The measured fiducial \(\sigma (\textrm{W}+\textrm{c})\) production cross section unfolded to the particle level is:

$$\begin{aligned}{} & {} \sigma ({\textrm{pp}} \rightarrow \textrm{W}+\textrm{c}){\mathcal {B}}(\textrm{W}\,\rightarrow \ell \upnu ) \\{} & {} \quad = 148.7 \pm 0.4\,\text {(stat)} \pm 5.6\,\text {(syst)} \,\hbox {pb}. \end{aligned}$$

The cross section measurement unfolded to the parton level yields:

$$\begin{aligned}{} & {} \sigma ({\textrm{pp}} \rightarrow \textrm{W}+\textrm{c}){\mathcal {B}}(\textrm{W}\,\rightarrow \ell \upnu )\\{} & {} \quad = 163.4 \pm 0.5\,\text {(stat)} \pm 6.2\,\text {(syst)} \,\hbox {pb}. \end{aligned}$$

The measured \(\sigma ({\hbox {W}}^{+}+\bar{\text {c}})/\sigma ({\hbox {W}}^{-}+{\textrm{c}})\) cross section ratio is:

$$\begin{aligned} \frac{\sigma ({\textrm{pp}} \rightarrow {\textrm{W}}^{+}+\bar{\textrm{c}})}{\sigma ({\textrm{pp}} \rightarrow {\textrm{W}}^{-}+\textrm{c})} = 0.950 \pm 0.005\,\text {(stat)} \pm 0.010 \,\text {(syst)}. \end{aligned}$$

The measurements are compared with theoretical predictions.

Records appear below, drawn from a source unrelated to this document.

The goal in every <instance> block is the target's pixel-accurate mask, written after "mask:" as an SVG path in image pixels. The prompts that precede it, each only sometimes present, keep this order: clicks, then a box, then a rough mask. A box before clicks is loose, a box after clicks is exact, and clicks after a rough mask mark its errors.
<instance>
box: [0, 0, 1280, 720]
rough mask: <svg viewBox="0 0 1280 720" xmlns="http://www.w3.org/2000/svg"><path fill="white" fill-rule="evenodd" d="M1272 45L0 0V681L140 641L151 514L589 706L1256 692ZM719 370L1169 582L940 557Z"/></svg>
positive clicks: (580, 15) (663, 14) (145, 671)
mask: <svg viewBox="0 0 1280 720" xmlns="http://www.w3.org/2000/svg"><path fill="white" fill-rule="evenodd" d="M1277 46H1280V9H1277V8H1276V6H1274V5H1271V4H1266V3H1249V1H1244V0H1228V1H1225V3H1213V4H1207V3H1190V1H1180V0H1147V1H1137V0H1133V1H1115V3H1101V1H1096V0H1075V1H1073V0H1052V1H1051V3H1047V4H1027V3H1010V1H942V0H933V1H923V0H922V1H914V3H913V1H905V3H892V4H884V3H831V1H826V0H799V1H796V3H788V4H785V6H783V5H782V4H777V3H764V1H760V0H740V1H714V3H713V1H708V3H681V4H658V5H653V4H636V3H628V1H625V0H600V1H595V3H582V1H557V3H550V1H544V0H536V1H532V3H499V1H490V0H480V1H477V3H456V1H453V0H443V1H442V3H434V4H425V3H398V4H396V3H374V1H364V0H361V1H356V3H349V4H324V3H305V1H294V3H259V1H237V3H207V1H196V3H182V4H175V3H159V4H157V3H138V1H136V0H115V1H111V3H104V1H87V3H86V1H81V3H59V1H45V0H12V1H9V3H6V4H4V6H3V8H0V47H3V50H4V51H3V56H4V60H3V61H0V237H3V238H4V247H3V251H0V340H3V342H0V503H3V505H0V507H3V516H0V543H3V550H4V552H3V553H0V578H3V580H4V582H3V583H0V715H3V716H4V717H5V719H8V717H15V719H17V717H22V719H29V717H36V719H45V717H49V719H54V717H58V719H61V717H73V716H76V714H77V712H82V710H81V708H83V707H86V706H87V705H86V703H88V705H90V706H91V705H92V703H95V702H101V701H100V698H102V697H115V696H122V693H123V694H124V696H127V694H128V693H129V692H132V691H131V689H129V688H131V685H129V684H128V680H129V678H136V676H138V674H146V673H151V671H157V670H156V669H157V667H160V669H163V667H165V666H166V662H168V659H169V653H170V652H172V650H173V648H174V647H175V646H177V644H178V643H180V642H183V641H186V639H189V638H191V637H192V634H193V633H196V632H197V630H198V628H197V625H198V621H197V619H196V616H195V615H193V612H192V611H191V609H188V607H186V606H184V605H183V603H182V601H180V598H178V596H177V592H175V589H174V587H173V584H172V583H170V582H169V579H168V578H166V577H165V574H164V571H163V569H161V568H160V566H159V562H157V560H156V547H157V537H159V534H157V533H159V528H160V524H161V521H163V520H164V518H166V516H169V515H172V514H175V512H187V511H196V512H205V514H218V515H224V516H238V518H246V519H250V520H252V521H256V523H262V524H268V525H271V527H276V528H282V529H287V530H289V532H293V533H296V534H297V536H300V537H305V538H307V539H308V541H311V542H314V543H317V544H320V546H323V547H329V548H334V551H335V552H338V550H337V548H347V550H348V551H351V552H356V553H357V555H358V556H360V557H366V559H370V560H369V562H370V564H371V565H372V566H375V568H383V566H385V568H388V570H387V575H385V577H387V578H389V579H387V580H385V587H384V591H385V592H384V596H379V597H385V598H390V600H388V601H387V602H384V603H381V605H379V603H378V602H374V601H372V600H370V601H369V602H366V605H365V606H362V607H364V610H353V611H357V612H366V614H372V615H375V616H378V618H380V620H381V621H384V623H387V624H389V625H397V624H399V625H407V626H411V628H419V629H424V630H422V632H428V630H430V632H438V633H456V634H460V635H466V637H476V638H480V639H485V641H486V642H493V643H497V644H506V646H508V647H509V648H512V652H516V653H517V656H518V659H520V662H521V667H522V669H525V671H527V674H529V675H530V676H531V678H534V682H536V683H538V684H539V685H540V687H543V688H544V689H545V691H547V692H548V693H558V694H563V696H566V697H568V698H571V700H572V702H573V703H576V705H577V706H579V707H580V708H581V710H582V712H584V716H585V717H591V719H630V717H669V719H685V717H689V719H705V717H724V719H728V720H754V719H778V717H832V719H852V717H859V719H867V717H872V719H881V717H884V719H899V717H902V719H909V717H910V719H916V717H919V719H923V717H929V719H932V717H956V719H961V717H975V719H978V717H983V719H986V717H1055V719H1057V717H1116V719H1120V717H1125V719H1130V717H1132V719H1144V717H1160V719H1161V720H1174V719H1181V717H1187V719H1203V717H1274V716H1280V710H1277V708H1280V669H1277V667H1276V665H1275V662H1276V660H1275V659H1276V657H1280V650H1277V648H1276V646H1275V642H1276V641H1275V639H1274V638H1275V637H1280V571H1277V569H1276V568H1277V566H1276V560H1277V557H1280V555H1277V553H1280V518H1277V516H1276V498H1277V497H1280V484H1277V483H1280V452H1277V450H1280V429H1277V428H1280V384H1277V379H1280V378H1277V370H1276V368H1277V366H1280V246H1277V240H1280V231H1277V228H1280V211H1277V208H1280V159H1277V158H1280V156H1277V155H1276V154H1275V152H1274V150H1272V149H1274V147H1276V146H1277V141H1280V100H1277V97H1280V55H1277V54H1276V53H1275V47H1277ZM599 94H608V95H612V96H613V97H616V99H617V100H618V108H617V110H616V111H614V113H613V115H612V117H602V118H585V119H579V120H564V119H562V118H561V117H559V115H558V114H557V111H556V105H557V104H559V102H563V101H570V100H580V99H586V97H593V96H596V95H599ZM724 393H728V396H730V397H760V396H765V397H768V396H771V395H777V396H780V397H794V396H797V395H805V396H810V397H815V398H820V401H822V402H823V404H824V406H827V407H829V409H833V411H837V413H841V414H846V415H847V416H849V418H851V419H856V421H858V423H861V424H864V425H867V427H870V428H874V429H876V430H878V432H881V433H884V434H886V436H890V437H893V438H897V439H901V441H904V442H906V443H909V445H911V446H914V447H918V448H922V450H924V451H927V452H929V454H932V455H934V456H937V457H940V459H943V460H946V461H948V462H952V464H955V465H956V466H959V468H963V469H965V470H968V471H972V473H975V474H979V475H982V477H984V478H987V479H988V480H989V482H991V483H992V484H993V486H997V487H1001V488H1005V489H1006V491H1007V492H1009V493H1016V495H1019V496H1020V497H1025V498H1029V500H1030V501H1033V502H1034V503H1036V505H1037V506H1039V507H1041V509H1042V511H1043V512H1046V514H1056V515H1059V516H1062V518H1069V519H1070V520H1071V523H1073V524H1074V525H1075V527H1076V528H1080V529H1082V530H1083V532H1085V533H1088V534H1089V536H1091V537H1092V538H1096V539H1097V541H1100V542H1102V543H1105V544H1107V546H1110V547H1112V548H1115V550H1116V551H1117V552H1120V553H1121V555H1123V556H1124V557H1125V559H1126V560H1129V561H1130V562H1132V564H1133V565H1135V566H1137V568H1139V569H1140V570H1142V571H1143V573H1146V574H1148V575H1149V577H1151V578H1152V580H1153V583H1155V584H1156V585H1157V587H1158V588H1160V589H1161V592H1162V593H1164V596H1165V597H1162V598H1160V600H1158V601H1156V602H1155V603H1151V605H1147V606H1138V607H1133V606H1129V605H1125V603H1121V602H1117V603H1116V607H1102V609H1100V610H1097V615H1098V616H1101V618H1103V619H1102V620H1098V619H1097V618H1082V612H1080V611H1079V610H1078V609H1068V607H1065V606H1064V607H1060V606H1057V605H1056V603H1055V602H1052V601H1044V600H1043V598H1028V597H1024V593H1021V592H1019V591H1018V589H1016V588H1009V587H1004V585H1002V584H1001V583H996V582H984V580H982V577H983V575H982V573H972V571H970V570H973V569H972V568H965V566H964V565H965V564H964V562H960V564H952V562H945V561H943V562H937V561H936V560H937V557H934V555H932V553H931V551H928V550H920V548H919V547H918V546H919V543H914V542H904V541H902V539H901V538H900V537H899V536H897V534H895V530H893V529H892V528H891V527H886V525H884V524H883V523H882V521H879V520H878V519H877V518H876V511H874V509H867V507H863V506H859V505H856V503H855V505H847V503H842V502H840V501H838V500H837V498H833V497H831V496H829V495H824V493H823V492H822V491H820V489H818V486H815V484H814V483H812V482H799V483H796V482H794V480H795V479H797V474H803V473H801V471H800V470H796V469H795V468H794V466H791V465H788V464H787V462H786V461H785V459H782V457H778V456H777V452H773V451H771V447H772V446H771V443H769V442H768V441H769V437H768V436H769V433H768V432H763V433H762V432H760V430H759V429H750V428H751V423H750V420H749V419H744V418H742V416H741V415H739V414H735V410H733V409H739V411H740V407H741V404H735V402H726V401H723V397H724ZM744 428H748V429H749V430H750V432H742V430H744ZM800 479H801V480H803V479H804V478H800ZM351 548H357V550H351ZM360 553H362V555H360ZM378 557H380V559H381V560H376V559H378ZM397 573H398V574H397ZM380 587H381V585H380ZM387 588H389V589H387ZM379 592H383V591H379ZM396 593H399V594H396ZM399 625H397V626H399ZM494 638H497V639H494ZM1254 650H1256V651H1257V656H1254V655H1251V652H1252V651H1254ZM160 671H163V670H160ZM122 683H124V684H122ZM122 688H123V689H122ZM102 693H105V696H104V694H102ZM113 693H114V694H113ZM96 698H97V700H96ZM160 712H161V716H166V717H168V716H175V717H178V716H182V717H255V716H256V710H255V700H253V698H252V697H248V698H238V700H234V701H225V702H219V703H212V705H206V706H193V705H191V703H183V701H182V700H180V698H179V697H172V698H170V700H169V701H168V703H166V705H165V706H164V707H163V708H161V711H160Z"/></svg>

The particle level measurements are compared with the predictions of the MadGraph5_amc@nlo MC generator. The parton level cross section measurements are compared with NLO QCD calculations from the \(\textsc {mcfm} \) program using different PDF sets and with recently available NNLO QCD calculations including NLO EW corrections. The predicted fiducial cross section and cross section ratio are consistent with the measurements within uncertainties. The NNLO QCD and NLO EW corrections improve the agreement between the predicted and measured cross sections. Despite the improvement in precision of the cross section ratio measurement compared with previous studies, discrimination between predictions using symmetric or asymmetric strange quark and antiquark PDFs would require a further reduction of experimental and theoretical uncertainties. The theoretical uncertainty is dominated by the PDF uncertainties. The inclusion of the cross section measurements in future PDF fits should improve the modeling of the strange parton distribution function of the proton.